Large graphics can also take extra time to load and if all they see is a loading graphic, you may lose your visitors before they’ve seen what you have to offer.

3)  Have a few easy to spot points - Many of the business themes have  a way to pull a few pieces of content and highlight them in a small area on the home page.  This is a great opportunity to introduce your business and what it has to offer.  Pick 2 or 3 aspects of what you do and talk about what’s possible for your clients if they were to participate in those aspects of your business.

4)  Have a space to talk about your overall business - Make sure there is a stand out section that introduces your company.  It can be typical home page text that gets people interested and wanting to click through to other places in your site.

5) Make sure your navigation bar is prominent - All too often, I haven’t been able to find where to click in order to get to other areas of a blog site.  Make sure it’s easy to find where to click.  You don’t want it cluttered up with a bunch of blog stuff, like most popular posts etc… it needs to be part of the design at the top of the page, on top of or under the banner.

6) Make your text stand out - Have a few “Titles” or “headings” that stand out on your home page.  You want people to be able to quickly scan and find what they want.  Make sure those titles are outcome driven and share what “could be” if people work with you.
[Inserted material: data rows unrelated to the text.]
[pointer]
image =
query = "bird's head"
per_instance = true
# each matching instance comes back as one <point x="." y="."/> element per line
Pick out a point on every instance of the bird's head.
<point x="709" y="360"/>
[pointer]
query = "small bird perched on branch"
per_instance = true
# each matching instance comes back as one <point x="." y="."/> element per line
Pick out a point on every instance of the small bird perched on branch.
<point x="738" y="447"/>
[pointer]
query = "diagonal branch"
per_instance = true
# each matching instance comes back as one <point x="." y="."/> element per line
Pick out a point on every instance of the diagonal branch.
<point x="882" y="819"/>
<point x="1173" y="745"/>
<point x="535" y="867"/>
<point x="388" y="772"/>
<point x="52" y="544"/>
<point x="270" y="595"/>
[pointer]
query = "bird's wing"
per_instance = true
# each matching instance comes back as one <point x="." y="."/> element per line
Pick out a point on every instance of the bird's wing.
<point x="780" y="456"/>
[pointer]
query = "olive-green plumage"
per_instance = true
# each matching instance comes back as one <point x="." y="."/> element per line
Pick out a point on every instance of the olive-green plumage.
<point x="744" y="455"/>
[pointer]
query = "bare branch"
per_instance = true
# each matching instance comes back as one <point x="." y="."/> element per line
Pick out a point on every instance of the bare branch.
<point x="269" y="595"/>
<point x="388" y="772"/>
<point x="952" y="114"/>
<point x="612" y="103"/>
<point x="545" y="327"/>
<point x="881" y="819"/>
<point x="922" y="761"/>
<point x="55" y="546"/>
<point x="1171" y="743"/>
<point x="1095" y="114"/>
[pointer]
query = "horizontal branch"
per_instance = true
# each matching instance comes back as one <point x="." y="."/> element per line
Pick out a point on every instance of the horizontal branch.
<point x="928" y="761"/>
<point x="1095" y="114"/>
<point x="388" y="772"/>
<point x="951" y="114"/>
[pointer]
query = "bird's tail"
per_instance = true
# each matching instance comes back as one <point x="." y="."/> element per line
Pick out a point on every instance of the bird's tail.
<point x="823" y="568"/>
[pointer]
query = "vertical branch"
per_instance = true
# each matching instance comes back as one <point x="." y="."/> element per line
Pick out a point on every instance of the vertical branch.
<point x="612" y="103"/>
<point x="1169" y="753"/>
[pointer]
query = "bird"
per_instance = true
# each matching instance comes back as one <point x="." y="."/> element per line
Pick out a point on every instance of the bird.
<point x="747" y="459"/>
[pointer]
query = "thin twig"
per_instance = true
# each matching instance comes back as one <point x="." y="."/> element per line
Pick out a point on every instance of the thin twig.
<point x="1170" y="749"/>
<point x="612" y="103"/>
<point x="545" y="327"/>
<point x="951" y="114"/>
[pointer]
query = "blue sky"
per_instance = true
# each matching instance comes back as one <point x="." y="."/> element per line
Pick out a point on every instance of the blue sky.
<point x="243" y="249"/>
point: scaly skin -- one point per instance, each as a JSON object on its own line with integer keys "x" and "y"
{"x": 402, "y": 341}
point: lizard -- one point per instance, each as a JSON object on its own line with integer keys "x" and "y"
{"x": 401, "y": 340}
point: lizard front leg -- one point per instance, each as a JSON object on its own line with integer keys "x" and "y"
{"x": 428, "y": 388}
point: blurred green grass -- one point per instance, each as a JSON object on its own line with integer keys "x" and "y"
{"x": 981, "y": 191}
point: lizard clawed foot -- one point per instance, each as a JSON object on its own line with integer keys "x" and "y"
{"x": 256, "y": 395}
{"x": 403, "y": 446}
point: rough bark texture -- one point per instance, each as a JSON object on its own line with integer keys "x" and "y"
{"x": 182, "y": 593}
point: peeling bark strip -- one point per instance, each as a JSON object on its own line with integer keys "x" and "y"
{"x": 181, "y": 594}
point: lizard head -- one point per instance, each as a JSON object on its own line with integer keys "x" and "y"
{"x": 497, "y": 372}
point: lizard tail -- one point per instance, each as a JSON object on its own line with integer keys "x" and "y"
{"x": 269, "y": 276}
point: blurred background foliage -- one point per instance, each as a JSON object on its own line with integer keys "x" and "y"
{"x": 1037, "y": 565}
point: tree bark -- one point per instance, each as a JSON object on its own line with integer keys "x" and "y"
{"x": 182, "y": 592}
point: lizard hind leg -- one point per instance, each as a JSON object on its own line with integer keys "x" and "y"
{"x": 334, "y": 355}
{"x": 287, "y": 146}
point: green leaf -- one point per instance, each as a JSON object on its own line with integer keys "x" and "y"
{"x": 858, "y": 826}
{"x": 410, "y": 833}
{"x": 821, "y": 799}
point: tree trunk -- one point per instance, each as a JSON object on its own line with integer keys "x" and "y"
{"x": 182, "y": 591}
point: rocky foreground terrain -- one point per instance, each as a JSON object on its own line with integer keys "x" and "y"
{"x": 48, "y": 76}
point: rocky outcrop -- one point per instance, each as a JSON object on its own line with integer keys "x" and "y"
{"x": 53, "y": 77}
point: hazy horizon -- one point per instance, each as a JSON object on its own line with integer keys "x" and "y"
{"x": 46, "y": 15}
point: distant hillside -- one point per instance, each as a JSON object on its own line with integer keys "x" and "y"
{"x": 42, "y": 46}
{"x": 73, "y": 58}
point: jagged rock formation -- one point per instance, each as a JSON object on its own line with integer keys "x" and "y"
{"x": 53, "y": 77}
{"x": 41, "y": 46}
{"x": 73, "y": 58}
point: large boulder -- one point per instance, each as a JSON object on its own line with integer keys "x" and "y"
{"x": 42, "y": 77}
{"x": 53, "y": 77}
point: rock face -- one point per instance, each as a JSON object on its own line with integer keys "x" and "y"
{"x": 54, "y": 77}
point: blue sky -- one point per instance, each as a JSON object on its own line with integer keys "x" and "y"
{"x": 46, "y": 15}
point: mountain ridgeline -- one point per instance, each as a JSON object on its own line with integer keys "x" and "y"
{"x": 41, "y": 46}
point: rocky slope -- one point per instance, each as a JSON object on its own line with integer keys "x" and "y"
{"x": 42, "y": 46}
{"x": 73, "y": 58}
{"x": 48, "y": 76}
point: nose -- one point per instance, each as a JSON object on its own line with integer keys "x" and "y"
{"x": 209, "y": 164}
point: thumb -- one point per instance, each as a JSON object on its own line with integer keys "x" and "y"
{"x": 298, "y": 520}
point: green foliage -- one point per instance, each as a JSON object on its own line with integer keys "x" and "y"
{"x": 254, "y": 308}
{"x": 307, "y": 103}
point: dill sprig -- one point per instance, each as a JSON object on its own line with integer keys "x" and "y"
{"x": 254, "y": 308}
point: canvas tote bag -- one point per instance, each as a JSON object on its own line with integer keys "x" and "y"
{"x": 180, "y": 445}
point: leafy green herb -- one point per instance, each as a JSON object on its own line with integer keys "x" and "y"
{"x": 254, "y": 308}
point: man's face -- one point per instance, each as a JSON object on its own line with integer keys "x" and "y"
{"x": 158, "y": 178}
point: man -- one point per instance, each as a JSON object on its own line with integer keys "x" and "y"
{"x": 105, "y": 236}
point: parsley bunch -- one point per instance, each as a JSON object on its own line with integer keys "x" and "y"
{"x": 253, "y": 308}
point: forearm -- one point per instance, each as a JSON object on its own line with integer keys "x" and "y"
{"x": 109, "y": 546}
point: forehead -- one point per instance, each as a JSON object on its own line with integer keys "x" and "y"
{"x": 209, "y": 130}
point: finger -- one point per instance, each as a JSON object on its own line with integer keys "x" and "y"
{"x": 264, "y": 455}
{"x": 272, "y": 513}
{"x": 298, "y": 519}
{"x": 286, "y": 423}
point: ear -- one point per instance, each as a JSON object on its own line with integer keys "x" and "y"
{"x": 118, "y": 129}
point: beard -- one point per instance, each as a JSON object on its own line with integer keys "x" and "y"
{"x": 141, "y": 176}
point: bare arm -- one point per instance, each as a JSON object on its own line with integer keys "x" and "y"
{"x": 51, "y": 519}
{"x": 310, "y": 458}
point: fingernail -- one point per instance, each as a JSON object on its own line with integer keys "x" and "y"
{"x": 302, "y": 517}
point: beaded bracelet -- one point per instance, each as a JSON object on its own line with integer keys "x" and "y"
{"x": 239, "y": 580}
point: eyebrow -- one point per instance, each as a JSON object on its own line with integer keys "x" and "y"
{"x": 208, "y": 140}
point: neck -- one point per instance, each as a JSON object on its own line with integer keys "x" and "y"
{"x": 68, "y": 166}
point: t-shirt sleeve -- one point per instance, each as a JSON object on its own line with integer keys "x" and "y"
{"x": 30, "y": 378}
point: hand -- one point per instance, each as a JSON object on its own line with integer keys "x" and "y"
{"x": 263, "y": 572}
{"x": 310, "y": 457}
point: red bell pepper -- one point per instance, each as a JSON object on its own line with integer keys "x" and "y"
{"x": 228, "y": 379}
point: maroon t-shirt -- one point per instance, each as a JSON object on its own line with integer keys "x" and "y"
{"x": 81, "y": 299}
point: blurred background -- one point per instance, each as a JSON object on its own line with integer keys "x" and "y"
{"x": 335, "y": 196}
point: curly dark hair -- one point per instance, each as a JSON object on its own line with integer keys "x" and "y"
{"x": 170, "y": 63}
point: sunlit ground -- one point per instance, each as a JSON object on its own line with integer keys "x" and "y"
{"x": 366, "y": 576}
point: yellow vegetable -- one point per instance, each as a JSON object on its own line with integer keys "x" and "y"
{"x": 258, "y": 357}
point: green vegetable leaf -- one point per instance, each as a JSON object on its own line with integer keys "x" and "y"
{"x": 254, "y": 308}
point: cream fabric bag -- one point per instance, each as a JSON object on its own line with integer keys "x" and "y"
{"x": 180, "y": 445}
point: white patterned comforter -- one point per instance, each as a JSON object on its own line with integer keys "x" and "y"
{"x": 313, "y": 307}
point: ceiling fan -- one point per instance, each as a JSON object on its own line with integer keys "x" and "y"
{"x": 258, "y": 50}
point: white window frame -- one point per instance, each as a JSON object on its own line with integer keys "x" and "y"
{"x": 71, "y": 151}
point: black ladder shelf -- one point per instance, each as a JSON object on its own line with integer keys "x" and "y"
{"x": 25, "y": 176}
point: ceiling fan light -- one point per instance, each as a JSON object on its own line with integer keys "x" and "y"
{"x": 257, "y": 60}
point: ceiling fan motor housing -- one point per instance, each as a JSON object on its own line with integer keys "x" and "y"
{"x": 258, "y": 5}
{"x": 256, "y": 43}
My coach (Robin Jones of http://www.successbecomesyou.com) is always urging me to create text that is outcome oriented instead of process oriented.  Here’s what Robin says about making your copy outcome driven; “Most coaches talk about how coaching works when asked what they do.  Nobody cares.  Nobody really wants coaching.  They want the results they get from coaching, so talk about the results they can achieve.” I urge you to follow his advice.  Especially with your titles.

The way most of the business themes are designed, your home page is more like a landing page where you can add more information than usual.  You want to quickly get your visitors attention and easily guide them to where they can learn more.

Are you using a premium business WordPress theme for your coaching website?  Post the link in the comments so we can see more examples of what’s possible.



Comments

  1. 1
    Rick Cooper, The Attraction Marketing Expert // April 17th, 2009 at 11:10 pm

    Great advice Kristen. Yes, a lot of coaches are making mistakes with blogs. Thanks for sharing these great tips!